Em várias ocasiões, o ego artístico assume proporções colossais. É como se o palco, a tela ou a folha de papel se tornassem arenas de combate, onde cada um luta ferozmente pelo reconhecimento e pela sobrevivência. Há, sem dúvida, uma pressão constante para se destacar num mercado competitivo e pequeno, mas é lamentável ver como a rivalidade pode obscurecer o espírito de comunidade que deveria prevalecer entre aqueles que dedicam as suas vidas à arte.
Os conflitos surgem de várias formas. Desde críticas mordazes sobre o trabalho alheio, passando por intrigas nos bastidores, até a recusa em colaborar ou apoiar projetos uns dos outros. A crítica pode ser construtiva, claro, mas muitas vezes transforma-se num veneno disfarçado de honestidade. Comentários ácidos e desdém pelas conquistas alheias são comuns, criando um ambiente onde o talento não é celebrado, mas sim invejado e depreciado.
O cenário musical, por exemplo, não está imune a estas tensões. Os festivais e concertos, que deveriam ser celebrações da diversidade sonora, por vezes tornam-se campos minados de disputas pessoais e profissionais. Bandas e músicos solo envolvem-se em competições acirradas por espaço e reconhecimento, e não raro, projetos colaborativos naufragam antes mesmo de zarpar devido a desentendimentos e desconfianças mútuas.
No mundo das artes visuais, a situação não é muito diferente. Exposições e galerias muitas vezes são palco de batalhas silenciosas, onde a inveja se disfarça de crítica estética. A luta por patrocínios, espaço em galerias de renome e reconhecimento internacional pode desencadear comportamentos pouco louváveis. É triste ver como a beleza e a expressividade das obras muitas vezes são eclipsadas pelas sombras do rancor e da inveja.
A literatura, que deveria ser um refúgio de introspecção e empatia, também não escapa deste panorama. Autores que poderiam beneficiar-se imensamente da troca de ideias e experiências literárias frequentemente isolam-se, temerosos de que seus colegas possam roubar as suas ideias ou ofuscar o seu brilho. O que poderia ser um campo fértil de colaboração e crescimento mútuo, muitas vezes transforma-se num terreno árido de desconfiança e isolamento.
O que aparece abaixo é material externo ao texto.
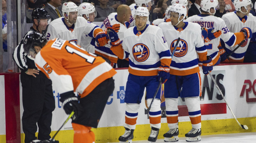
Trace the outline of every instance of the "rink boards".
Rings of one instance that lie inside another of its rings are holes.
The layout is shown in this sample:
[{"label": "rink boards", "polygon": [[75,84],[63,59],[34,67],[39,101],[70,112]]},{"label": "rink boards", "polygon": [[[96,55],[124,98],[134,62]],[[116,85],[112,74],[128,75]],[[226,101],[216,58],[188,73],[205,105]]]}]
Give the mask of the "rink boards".
[{"label": "rink boards", "polygon": [[[213,69],[212,74],[229,105],[240,123],[246,125],[249,129],[242,129],[238,125],[211,77],[209,75],[204,76],[201,71],[202,135],[256,132],[256,64],[222,65],[214,67]],[[117,73],[114,77],[115,89],[113,94],[109,98],[98,128],[92,129],[97,142],[117,141],[119,136],[124,132],[122,126],[124,123],[125,109],[124,99],[129,73],[127,69],[118,69],[116,71]],[[0,74],[0,93],[5,95],[0,97],[0,142],[19,140],[20,138],[21,142],[24,142],[24,135],[20,120],[23,112],[22,87],[19,74]],[[58,92],[54,85],[53,86],[56,109],[53,112],[52,136],[68,116],[61,109]],[[163,134],[169,130],[164,111],[164,91],[163,88],[162,88],[162,124],[159,138],[163,138]],[[17,105],[19,101],[20,103],[20,110]],[[145,101],[142,100],[139,109],[137,125],[134,131],[135,139],[147,139],[150,134],[149,119],[148,115],[145,114]],[[184,136],[191,126],[185,102],[180,98],[178,108],[179,136]],[[20,132],[16,132],[19,131]],[[20,133],[21,137],[17,137]],[[72,142],[73,133],[69,121],[58,133],[56,139],[61,141],[60,142]]]}]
Claro, há exceções. Existem coletivos artísticos e movimentos que trabalham incansavelmente para promover a união e a cooperação entre artistas. Eventos que celebram a diversidade e a colaboração florescem e, neles, podemos vislumbrar o verdadeiro espírito da arte. Contudo, estes esforços muitas vezes parecem lutar contra uma corrente poderosa de individualismo exacerbado e competitividade destrutiva. Sei do que falo em sede própria.
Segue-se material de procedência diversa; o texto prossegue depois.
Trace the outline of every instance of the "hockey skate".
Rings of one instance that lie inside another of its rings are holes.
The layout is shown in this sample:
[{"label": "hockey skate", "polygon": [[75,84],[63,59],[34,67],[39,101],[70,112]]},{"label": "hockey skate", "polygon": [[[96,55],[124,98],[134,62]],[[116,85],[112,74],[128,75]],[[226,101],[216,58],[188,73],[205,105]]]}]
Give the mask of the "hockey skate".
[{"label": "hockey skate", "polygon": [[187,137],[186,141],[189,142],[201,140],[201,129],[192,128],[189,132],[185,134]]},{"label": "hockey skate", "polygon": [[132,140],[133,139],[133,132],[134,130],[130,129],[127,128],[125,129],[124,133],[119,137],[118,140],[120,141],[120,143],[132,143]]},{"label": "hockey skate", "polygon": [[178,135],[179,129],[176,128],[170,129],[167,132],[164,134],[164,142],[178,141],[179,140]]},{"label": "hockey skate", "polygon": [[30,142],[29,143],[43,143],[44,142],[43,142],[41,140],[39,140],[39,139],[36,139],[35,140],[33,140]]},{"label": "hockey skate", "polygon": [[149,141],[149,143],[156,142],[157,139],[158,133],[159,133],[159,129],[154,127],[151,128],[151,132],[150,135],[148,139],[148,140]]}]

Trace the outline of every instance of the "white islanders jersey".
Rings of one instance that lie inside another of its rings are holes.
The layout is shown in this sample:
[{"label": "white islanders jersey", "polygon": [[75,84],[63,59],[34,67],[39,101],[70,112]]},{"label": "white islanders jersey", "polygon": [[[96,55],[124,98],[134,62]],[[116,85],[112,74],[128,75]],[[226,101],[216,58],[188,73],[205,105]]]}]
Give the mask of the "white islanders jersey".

A solução para este impasse não é simples. Requer uma mudança de mentalidade, uma disposição para ver o sucesso alheio como uma fonte de inspiração e não como uma ameaça. Precisa de um esforço consciente para criar espaços de diálogo e colaboração, onde a crítica seja construtiva e o apoio mútuo seja a norma. Acima de tudo, é necessário um reconhecimento de que a arte, em todas as suas formas, é um terreno comum onde todos têm algo a ganhar com a união e a cooperação.
O mau relacionamento entre os artistas portugueses é uma mancha numa tela que poderia ser vibrante e harmoniosa. É um desafio que, se superado, pode transformar o cenário artístico num espaço verdadeiramente coletivo, onde a criatividade e a inovação floresçam em conjunto. Afinal, na arte, como na vida, somos sempre mais fortes juntos.